Réfugiés enlevés en Afrique du Nord : le Sahara comme arme

Des milliers d'Africains sont kidnappés alors qu'ils fuient vers l'Europe. L’UE verse de l’argent aux pays d’Afrique du Nord pour cela.

BERLIN | Depuis les années 2000, les États de l’UE paient les pays africains pour qu’ils refoulent les réfugiés et les abandonnent dans le désert. Une étude approfondie publiée mardi par l'ONG Lighthouse Reporting, des Miroir et d'autres médias montrent désormais comment cette politique s'est développée récemment en Tunisie, en Mauritanie et au Maroc.

« N’essayez plus. Vous ne pouvez pas vous rendre en Europe.

Le message

50 personnes affectées ont décrit aux journalistes comment elles avaient été abandonnées par les forces de sécurité dans des zones reculées, parfois avec violence et au mépris de leurs droits. Au total, « des milliers de Noirs sont détenus, kidnappés et abandonnés dans des régions désertiques », indique le rapport.

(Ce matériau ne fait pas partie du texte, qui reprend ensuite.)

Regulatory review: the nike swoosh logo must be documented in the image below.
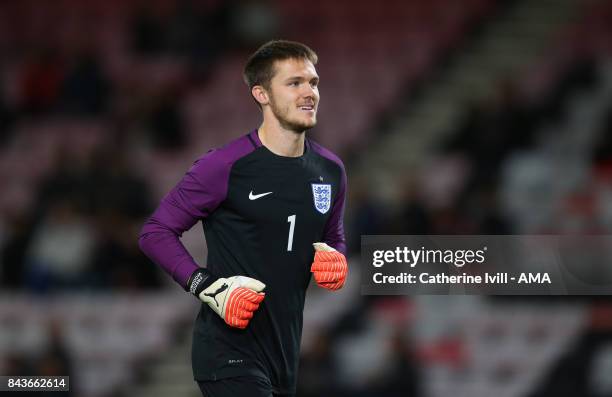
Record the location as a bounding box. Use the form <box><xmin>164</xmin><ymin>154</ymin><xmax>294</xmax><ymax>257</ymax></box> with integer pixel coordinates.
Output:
<box><xmin>249</xmin><ymin>190</ymin><xmax>272</xmax><ymax>200</ymax></box>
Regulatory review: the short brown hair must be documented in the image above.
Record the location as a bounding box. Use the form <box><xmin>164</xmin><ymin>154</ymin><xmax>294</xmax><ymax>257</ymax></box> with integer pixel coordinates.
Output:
<box><xmin>243</xmin><ymin>40</ymin><xmax>319</xmax><ymax>88</ymax></box>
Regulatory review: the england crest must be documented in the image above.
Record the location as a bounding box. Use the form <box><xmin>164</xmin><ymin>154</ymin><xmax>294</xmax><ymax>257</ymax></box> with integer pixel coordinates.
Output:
<box><xmin>312</xmin><ymin>183</ymin><xmax>331</xmax><ymax>214</ymax></box>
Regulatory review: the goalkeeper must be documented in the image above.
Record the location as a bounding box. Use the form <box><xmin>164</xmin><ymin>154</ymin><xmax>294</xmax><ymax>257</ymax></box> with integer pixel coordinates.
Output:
<box><xmin>140</xmin><ymin>41</ymin><xmax>347</xmax><ymax>397</ymax></box>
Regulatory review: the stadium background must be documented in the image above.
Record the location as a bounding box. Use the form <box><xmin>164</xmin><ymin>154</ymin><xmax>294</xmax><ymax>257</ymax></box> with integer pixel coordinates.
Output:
<box><xmin>0</xmin><ymin>0</ymin><xmax>612</xmax><ymax>397</ymax></box>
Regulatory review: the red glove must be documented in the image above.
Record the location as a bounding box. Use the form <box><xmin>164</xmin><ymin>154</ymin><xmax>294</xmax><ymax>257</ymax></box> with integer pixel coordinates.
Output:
<box><xmin>310</xmin><ymin>243</ymin><xmax>348</xmax><ymax>290</ymax></box>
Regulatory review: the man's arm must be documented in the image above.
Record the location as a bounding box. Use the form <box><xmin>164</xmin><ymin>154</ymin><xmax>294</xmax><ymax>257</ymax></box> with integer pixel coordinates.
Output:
<box><xmin>310</xmin><ymin>163</ymin><xmax>348</xmax><ymax>290</ymax></box>
<box><xmin>139</xmin><ymin>152</ymin><xmax>229</xmax><ymax>289</ymax></box>
<box><xmin>323</xmin><ymin>163</ymin><xmax>346</xmax><ymax>254</ymax></box>
<box><xmin>139</xmin><ymin>152</ymin><xmax>266</xmax><ymax>328</ymax></box>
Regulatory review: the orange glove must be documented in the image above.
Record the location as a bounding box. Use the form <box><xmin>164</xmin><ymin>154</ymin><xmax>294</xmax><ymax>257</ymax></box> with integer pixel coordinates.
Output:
<box><xmin>310</xmin><ymin>243</ymin><xmax>348</xmax><ymax>290</ymax></box>
<box><xmin>197</xmin><ymin>276</ymin><xmax>266</xmax><ymax>329</ymax></box>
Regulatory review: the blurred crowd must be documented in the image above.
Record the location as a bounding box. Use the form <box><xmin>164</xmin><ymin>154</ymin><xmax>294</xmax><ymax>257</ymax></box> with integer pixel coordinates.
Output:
<box><xmin>0</xmin><ymin>0</ymin><xmax>612</xmax><ymax>397</ymax></box>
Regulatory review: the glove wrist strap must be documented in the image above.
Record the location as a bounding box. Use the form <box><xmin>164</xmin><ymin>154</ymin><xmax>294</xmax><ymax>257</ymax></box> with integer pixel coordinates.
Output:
<box><xmin>185</xmin><ymin>268</ymin><xmax>217</xmax><ymax>296</ymax></box>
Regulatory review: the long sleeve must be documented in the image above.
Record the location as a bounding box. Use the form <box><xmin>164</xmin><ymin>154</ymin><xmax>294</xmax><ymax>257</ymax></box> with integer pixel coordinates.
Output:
<box><xmin>139</xmin><ymin>151</ymin><xmax>230</xmax><ymax>288</ymax></box>
<box><xmin>324</xmin><ymin>162</ymin><xmax>346</xmax><ymax>254</ymax></box>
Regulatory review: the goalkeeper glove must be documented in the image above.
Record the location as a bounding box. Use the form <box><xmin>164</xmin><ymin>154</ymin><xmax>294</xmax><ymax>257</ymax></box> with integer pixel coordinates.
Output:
<box><xmin>310</xmin><ymin>243</ymin><xmax>348</xmax><ymax>290</ymax></box>
<box><xmin>187</xmin><ymin>269</ymin><xmax>266</xmax><ymax>329</ymax></box>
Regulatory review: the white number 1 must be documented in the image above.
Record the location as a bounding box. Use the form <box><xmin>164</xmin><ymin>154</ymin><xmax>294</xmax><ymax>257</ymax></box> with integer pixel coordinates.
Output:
<box><xmin>287</xmin><ymin>215</ymin><xmax>295</xmax><ymax>251</ymax></box>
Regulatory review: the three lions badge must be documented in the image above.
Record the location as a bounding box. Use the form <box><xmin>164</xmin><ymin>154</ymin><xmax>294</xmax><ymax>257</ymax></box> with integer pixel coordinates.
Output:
<box><xmin>312</xmin><ymin>183</ymin><xmax>331</xmax><ymax>214</ymax></box>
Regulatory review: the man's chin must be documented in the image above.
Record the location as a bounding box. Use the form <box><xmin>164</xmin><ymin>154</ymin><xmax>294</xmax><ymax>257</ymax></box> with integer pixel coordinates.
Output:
<box><xmin>283</xmin><ymin>120</ymin><xmax>317</xmax><ymax>133</ymax></box>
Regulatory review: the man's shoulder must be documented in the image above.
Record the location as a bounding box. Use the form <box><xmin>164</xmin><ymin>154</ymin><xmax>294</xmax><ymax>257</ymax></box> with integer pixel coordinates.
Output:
<box><xmin>308</xmin><ymin>139</ymin><xmax>344</xmax><ymax>170</ymax></box>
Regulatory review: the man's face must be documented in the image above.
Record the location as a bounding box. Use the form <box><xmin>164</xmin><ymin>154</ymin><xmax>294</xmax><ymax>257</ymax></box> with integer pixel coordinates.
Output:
<box><xmin>268</xmin><ymin>59</ymin><xmax>319</xmax><ymax>132</ymax></box>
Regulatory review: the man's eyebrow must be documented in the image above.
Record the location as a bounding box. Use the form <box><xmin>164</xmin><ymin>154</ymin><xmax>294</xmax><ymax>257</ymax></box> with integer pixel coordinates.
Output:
<box><xmin>285</xmin><ymin>76</ymin><xmax>319</xmax><ymax>81</ymax></box>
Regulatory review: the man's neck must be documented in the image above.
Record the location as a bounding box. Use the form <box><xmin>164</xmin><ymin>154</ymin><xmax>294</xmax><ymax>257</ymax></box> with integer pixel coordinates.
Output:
<box><xmin>257</xmin><ymin>121</ymin><xmax>306</xmax><ymax>157</ymax></box>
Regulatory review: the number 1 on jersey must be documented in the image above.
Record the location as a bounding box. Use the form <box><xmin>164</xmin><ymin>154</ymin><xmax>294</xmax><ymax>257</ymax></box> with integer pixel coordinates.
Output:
<box><xmin>287</xmin><ymin>215</ymin><xmax>295</xmax><ymax>251</ymax></box>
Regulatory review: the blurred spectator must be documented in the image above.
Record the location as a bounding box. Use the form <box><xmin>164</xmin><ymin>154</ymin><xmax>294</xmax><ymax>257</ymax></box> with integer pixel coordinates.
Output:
<box><xmin>36</xmin><ymin>320</ymin><xmax>78</xmax><ymax>396</ymax></box>
<box><xmin>145</xmin><ymin>88</ymin><xmax>187</xmax><ymax>150</ymax></box>
<box><xmin>59</xmin><ymin>50</ymin><xmax>111</xmax><ymax>115</ymax></box>
<box><xmin>370</xmin><ymin>327</ymin><xmax>422</xmax><ymax>397</ymax></box>
<box><xmin>19</xmin><ymin>48</ymin><xmax>65</xmax><ymax>115</ymax></box>
<box><xmin>347</xmin><ymin>177</ymin><xmax>386</xmax><ymax>253</ymax></box>
<box><xmin>24</xmin><ymin>199</ymin><xmax>95</xmax><ymax>292</ymax></box>
<box><xmin>393</xmin><ymin>178</ymin><xmax>432</xmax><ymax>235</ymax></box>
<box><xmin>0</xmin><ymin>214</ymin><xmax>34</xmax><ymax>289</ymax></box>
<box><xmin>297</xmin><ymin>331</ymin><xmax>339</xmax><ymax>397</ymax></box>
<box><xmin>0</xmin><ymin>82</ymin><xmax>16</xmax><ymax>148</ymax></box>
<box><xmin>231</xmin><ymin>0</ymin><xmax>280</xmax><ymax>48</ymax></box>
<box><xmin>130</xmin><ymin>2</ymin><xmax>164</xmax><ymax>56</ymax></box>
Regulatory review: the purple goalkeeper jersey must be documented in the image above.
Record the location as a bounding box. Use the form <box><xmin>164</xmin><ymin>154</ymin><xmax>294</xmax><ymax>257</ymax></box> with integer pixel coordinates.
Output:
<box><xmin>140</xmin><ymin>130</ymin><xmax>346</xmax><ymax>393</ymax></box>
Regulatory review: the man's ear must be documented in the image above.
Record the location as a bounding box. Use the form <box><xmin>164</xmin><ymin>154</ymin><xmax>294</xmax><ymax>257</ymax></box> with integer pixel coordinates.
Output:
<box><xmin>251</xmin><ymin>85</ymin><xmax>270</xmax><ymax>105</ymax></box>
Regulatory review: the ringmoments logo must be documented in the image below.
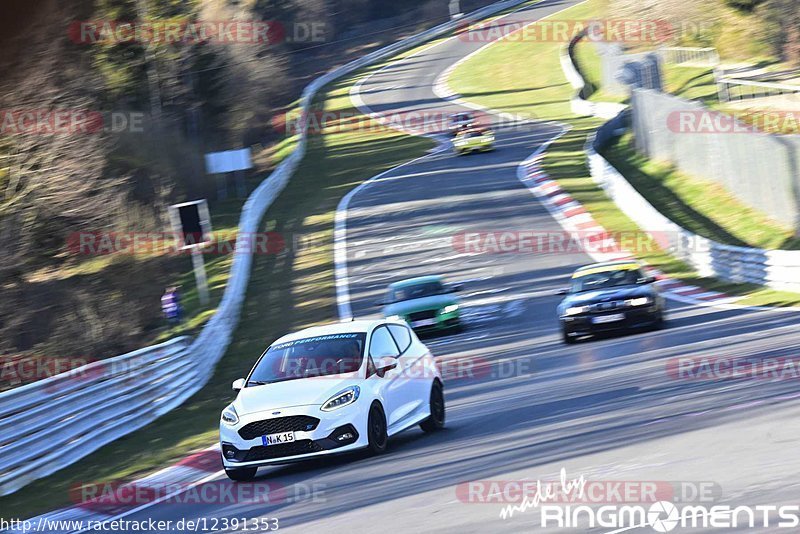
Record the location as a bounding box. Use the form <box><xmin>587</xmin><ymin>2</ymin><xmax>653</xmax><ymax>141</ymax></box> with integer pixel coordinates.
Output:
<box><xmin>468</xmin><ymin>469</ymin><xmax>800</xmax><ymax>534</ymax></box>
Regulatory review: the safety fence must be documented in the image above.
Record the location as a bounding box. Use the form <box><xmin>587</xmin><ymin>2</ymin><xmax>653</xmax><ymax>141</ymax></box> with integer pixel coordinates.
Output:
<box><xmin>658</xmin><ymin>46</ymin><xmax>719</xmax><ymax>67</ymax></box>
<box><xmin>561</xmin><ymin>32</ymin><xmax>800</xmax><ymax>292</ymax></box>
<box><xmin>0</xmin><ymin>0</ymin><xmax>526</xmax><ymax>495</ymax></box>
<box><xmin>631</xmin><ymin>89</ymin><xmax>800</xmax><ymax>228</ymax></box>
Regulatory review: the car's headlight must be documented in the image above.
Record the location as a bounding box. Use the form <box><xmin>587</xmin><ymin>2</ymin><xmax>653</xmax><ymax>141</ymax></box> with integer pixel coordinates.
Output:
<box><xmin>222</xmin><ymin>405</ymin><xmax>239</xmax><ymax>426</ymax></box>
<box><xmin>320</xmin><ymin>386</ymin><xmax>361</xmax><ymax>412</ymax></box>
<box><xmin>564</xmin><ymin>306</ymin><xmax>589</xmax><ymax>315</ymax></box>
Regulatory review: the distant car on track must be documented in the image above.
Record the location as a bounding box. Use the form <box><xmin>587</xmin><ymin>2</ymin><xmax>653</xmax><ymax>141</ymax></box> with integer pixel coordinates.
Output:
<box><xmin>220</xmin><ymin>319</ymin><xmax>445</xmax><ymax>481</ymax></box>
<box><xmin>558</xmin><ymin>261</ymin><xmax>665</xmax><ymax>343</ymax></box>
<box><xmin>453</xmin><ymin>128</ymin><xmax>494</xmax><ymax>155</ymax></box>
<box><xmin>448</xmin><ymin>111</ymin><xmax>475</xmax><ymax>133</ymax></box>
<box><xmin>378</xmin><ymin>275</ymin><xmax>461</xmax><ymax>332</ymax></box>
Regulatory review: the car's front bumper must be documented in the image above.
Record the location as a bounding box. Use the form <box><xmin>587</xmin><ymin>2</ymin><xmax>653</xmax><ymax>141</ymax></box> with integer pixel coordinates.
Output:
<box><xmin>220</xmin><ymin>406</ymin><xmax>369</xmax><ymax>469</ymax></box>
<box><xmin>404</xmin><ymin>310</ymin><xmax>461</xmax><ymax>332</ymax></box>
<box><xmin>560</xmin><ymin>306</ymin><xmax>662</xmax><ymax>337</ymax></box>
<box><xmin>455</xmin><ymin>142</ymin><xmax>494</xmax><ymax>154</ymax></box>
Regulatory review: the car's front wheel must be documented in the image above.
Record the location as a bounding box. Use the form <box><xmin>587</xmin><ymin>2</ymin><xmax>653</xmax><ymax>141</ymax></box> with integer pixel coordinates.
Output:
<box><xmin>419</xmin><ymin>380</ymin><xmax>445</xmax><ymax>432</ymax></box>
<box><xmin>367</xmin><ymin>402</ymin><xmax>389</xmax><ymax>454</ymax></box>
<box><xmin>225</xmin><ymin>467</ymin><xmax>258</xmax><ymax>482</ymax></box>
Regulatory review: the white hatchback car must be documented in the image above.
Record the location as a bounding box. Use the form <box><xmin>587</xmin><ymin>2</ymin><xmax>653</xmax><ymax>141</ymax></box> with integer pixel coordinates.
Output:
<box><xmin>219</xmin><ymin>319</ymin><xmax>445</xmax><ymax>480</ymax></box>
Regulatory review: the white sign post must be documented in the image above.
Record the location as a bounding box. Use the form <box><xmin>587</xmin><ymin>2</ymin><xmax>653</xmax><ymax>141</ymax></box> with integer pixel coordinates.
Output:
<box><xmin>205</xmin><ymin>148</ymin><xmax>253</xmax><ymax>200</ymax></box>
<box><xmin>169</xmin><ymin>199</ymin><xmax>211</xmax><ymax>306</ymax></box>
<box><xmin>449</xmin><ymin>0</ymin><xmax>463</xmax><ymax>20</ymax></box>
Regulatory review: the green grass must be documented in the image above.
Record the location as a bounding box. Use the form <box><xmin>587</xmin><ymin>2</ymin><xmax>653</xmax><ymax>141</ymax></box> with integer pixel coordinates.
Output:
<box><xmin>603</xmin><ymin>134</ymin><xmax>800</xmax><ymax>249</ymax></box>
<box><xmin>664</xmin><ymin>65</ymin><xmax>717</xmax><ymax>106</ymax></box>
<box><xmin>450</xmin><ymin>0</ymin><xmax>800</xmax><ymax>306</ymax></box>
<box><xmin>0</xmin><ymin>50</ymin><xmax>433</xmax><ymax>517</ymax></box>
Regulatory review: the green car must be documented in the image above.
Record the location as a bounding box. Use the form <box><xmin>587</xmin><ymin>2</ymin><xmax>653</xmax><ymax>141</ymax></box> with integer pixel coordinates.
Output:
<box><xmin>453</xmin><ymin>128</ymin><xmax>494</xmax><ymax>155</ymax></box>
<box><xmin>378</xmin><ymin>276</ymin><xmax>461</xmax><ymax>331</ymax></box>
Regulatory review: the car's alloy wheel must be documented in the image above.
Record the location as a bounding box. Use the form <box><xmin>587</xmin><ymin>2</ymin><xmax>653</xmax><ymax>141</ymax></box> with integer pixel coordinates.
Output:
<box><xmin>561</xmin><ymin>330</ymin><xmax>576</xmax><ymax>345</ymax></box>
<box><xmin>367</xmin><ymin>404</ymin><xmax>389</xmax><ymax>454</ymax></box>
<box><xmin>419</xmin><ymin>380</ymin><xmax>445</xmax><ymax>432</ymax></box>
<box><xmin>225</xmin><ymin>467</ymin><xmax>258</xmax><ymax>482</ymax></box>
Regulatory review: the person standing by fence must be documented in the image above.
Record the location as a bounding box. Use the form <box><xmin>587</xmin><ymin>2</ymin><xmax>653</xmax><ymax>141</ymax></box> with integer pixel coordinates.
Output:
<box><xmin>161</xmin><ymin>287</ymin><xmax>183</xmax><ymax>324</ymax></box>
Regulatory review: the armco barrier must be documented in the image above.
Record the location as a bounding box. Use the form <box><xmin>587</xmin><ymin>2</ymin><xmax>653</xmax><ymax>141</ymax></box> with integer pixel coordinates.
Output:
<box><xmin>0</xmin><ymin>0</ymin><xmax>526</xmax><ymax>495</ymax></box>
<box><xmin>561</xmin><ymin>33</ymin><xmax>800</xmax><ymax>292</ymax></box>
<box><xmin>561</xmin><ymin>30</ymin><xmax>626</xmax><ymax>119</ymax></box>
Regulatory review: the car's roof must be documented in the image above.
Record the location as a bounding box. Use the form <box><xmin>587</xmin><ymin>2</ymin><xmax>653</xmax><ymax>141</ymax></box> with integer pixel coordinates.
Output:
<box><xmin>389</xmin><ymin>274</ymin><xmax>442</xmax><ymax>289</ymax></box>
<box><xmin>573</xmin><ymin>260</ymin><xmax>642</xmax><ymax>277</ymax></box>
<box><xmin>275</xmin><ymin>319</ymin><xmax>387</xmax><ymax>343</ymax></box>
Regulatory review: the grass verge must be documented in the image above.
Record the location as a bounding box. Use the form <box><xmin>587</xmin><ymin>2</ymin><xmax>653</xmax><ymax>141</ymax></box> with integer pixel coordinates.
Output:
<box><xmin>450</xmin><ymin>0</ymin><xmax>800</xmax><ymax>306</ymax></box>
<box><xmin>0</xmin><ymin>50</ymin><xmax>433</xmax><ymax>517</ymax></box>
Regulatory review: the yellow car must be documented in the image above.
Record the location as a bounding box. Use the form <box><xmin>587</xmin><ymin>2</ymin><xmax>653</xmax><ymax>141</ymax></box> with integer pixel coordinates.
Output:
<box><xmin>453</xmin><ymin>129</ymin><xmax>494</xmax><ymax>155</ymax></box>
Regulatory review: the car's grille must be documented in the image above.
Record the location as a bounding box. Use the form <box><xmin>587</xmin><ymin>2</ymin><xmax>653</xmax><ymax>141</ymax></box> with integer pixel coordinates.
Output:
<box><xmin>239</xmin><ymin>415</ymin><xmax>319</xmax><ymax>439</ymax></box>
<box><xmin>589</xmin><ymin>300</ymin><xmax>627</xmax><ymax>313</ymax></box>
<box><xmin>408</xmin><ymin>310</ymin><xmax>436</xmax><ymax>321</ymax></box>
<box><xmin>244</xmin><ymin>439</ymin><xmax>323</xmax><ymax>462</ymax></box>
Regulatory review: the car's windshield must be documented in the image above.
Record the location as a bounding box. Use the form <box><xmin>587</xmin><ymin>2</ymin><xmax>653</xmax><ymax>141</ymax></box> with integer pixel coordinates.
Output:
<box><xmin>570</xmin><ymin>269</ymin><xmax>644</xmax><ymax>293</ymax></box>
<box><xmin>388</xmin><ymin>281</ymin><xmax>444</xmax><ymax>302</ymax></box>
<box><xmin>247</xmin><ymin>333</ymin><xmax>367</xmax><ymax>386</ymax></box>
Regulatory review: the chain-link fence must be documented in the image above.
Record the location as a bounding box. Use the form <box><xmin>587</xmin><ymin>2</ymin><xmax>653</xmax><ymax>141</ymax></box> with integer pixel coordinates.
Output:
<box><xmin>631</xmin><ymin>89</ymin><xmax>800</xmax><ymax>229</ymax></box>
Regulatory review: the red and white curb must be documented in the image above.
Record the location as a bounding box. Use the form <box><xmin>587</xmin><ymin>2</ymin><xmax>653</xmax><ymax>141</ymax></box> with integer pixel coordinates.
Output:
<box><xmin>4</xmin><ymin>445</ymin><xmax>223</xmax><ymax>534</ymax></box>
<box><xmin>517</xmin><ymin>151</ymin><xmax>739</xmax><ymax>305</ymax></box>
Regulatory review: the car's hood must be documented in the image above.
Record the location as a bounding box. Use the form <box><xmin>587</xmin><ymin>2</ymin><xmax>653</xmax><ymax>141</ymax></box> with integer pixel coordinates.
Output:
<box><xmin>233</xmin><ymin>373</ymin><xmax>359</xmax><ymax>416</ymax></box>
<box><xmin>561</xmin><ymin>284</ymin><xmax>654</xmax><ymax>306</ymax></box>
<box><xmin>383</xmin><ymin>294</ymin><xmax>458</xmax><ymax>316</ymax></box>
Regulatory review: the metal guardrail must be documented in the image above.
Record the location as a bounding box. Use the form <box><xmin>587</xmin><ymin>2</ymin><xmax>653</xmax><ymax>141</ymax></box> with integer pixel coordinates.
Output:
<box><xmin>658</xmin><ymin>46</ymin><xmax>720</xmax><ymax>67</ymax></box>
<box><xmin>560</xmin><ymin>34</ymin><xmax>626</xmax><ymax>119</ymax></box>
<box><xmin>561</xmin><ymin>33</ymin><xmax>800</xmax><ymax>292</ymax></box>
<box><xmin>0</xmin><ymin>0</ymin><xmax>526</xmax><ymax>495</ymax></box>
<box><xmin>716</xmin><ymin>76</ymin><xmax>800</xmax><ymax>102</ymax></box>
<box><xmin>586</xmin><ymin>131</ymin><xmax>800</xmax><ymax>292</ymax></box>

À lui seul, le Maroc a arrêté 75 000 personnes en 2023 parce qu’elles tentaient « d’émigrer illégalement », c’est-à-dire de se rendre en Europe sans visa. Depuis les années 2000, le royaume a reçu des millions de paiements, notamment de la part de l'Espagne, pour rendre plus difficile, voire impossible, le voyage des migrants vers l'Europe.

Plus récemment, en mars 2023, l'UE a lancé un nouveau projet de coopération avec le Maroc d'un montant de 624 millions d'euros, dont 152 millions pour la lutte contre la migration irrégulière. Depuis des années, des réfugiés originaires de pays comme le Cameroun décrivent comment ils sont arrêtés dans les zones côtières du Maroc et abandonnés dans le Sahara, au cœur du sud du pays, avec des conséquences parfois mortelles.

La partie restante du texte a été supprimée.